The thalamus has long been suspected to have an important role in cognition, yet recent theories have favored a more corticocentric view. According to this view, the thalamus is an excitatory feedforward relay to or between cortical regions, and cognitively relevant computations are exclusively cortical. In my talk, I will present work showing that the mediodorsal thalamus (MD) engages in cognitively-relevant computational functions through its interactions with the prefrontal cortex (PFC). Specifically, I will discuss evidence for MD neurons in sustaining and and switching PFC based on computing contextual signals that rapidly reconfigure task-relevant cortical representations. If time allows, I will also discuss some more theoretical aspects of this line of work, and a speculate on a more general framework for fronto-thalamic function.
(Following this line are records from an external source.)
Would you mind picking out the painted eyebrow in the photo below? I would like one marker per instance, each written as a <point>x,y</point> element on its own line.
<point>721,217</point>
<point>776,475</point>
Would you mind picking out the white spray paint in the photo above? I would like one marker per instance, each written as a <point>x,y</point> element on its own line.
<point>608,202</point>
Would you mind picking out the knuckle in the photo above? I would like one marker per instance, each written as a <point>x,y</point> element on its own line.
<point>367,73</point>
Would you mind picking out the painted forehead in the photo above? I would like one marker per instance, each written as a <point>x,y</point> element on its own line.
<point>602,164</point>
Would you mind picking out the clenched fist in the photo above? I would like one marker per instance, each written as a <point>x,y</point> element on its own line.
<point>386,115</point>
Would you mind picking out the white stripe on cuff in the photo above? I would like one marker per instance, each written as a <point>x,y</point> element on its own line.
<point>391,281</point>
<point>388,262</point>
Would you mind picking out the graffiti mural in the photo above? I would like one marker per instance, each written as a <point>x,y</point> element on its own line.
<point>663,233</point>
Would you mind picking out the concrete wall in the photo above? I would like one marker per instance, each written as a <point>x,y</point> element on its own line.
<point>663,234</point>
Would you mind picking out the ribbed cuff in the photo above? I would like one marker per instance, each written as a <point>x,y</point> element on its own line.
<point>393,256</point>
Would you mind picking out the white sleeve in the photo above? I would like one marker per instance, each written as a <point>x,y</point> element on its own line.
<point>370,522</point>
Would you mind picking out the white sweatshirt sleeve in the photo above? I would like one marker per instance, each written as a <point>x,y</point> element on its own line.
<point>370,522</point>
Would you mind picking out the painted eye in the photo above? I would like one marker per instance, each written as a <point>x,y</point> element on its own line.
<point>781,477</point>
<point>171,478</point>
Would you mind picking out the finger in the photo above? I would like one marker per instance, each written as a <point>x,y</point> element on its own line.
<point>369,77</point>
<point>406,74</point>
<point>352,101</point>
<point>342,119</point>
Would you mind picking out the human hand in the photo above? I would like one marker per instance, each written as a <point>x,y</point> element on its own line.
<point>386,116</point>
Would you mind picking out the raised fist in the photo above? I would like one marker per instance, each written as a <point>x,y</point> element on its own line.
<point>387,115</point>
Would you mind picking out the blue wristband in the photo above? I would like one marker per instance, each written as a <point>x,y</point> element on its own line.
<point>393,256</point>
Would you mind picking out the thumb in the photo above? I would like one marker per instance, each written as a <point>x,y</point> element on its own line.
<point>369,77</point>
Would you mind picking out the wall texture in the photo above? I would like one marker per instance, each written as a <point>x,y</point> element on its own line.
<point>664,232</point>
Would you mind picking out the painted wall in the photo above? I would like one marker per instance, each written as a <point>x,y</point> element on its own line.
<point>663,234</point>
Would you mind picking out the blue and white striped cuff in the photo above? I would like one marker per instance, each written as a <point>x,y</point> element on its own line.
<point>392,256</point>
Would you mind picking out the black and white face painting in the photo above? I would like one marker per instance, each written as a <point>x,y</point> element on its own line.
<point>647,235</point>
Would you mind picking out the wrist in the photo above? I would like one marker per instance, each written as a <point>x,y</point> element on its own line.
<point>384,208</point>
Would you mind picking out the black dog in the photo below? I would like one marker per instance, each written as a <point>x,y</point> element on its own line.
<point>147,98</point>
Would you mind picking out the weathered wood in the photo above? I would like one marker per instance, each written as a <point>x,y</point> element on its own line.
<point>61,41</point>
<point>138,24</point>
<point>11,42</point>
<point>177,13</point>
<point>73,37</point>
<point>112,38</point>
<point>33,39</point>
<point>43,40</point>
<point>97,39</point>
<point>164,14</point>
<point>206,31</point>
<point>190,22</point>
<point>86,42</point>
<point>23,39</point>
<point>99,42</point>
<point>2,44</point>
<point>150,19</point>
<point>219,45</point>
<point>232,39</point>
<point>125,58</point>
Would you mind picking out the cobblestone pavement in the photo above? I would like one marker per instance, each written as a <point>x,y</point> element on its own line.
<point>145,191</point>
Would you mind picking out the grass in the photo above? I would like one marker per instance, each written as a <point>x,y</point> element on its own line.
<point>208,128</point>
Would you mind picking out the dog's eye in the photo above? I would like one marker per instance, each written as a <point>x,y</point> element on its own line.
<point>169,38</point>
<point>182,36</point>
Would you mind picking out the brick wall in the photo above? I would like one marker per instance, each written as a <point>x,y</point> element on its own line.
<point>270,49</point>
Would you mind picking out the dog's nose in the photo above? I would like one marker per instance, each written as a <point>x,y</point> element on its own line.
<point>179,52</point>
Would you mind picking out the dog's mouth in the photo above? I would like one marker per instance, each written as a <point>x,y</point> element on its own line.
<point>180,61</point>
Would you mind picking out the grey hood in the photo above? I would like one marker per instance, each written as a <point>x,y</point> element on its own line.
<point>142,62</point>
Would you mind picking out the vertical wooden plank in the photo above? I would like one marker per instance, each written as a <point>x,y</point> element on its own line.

Michael Halassa’s research is focused on the neural basis of cognitive control and flexibility, particularly as it relates to attention and decision making. To study these questions he has developed behavioral models of cognitive function in mice, allowing him to probe the underlying neural circuits and computations using parametric behavior, electrophysiological recordings and causal manipulations. His major current thematic focus is understanding the function of the thalamus, traditionally considered a ‘relay station’ for sending sensory information to the cortex. Halassa's work has revealed previously unrecognized roles for the thalamus in initiating, sustaining and switching cortical cognitive representations, making it clear that the thalamus plays central role in cognitive control and flexibility. In addition to this basic science focus, and in collaboration with Guoping Feng, the two labs recently showed that thalamic inhibition is a mechanism for filtering sensory inputs, and that it can be an important target for treating noise hypersensitivity in disorders like autism and ADHD.
Halassa is also a board-certified psychiatrist with fellowship training in psychotic disorders. Motivated by this clinical training, Halassa studies how the brain generates hypotheses about the world and how these hypotheses may be corrupted by disease processes. Halassa suggests that an inability to switch between different hypotheses may be at the root of schizophrenia and related disorders. For example, individuals with schizophrenia may make assumptions about the world that are highly improbable, and have difficulty updating such beliefs, even in the presence of concrete information. By developing perceptual tasks in animals that capture the underlying basic cognitive operations, the
Halassa Lab aims to understand how the healthy brain generates such hypotheses and why the diseased brain has difficulty changing or revising them.
Originally from Jordan, Halassa received his PhD from the University of Pennsylvania, and was a postdoc in the laboratory of Matt Wilson at MIT, while also doing a residency in psychiatry at Massachusetts General Hospital. He joined the NYU faculty in 2014. Halassa has received many prestigious fellowships and awards for his work, including most recently the 2017 Vilcek Prize for Creative Promise, a national award given to immigrants who early in their careers have made “lasting contributions to American society through their extraordinary achievements in biomedical research."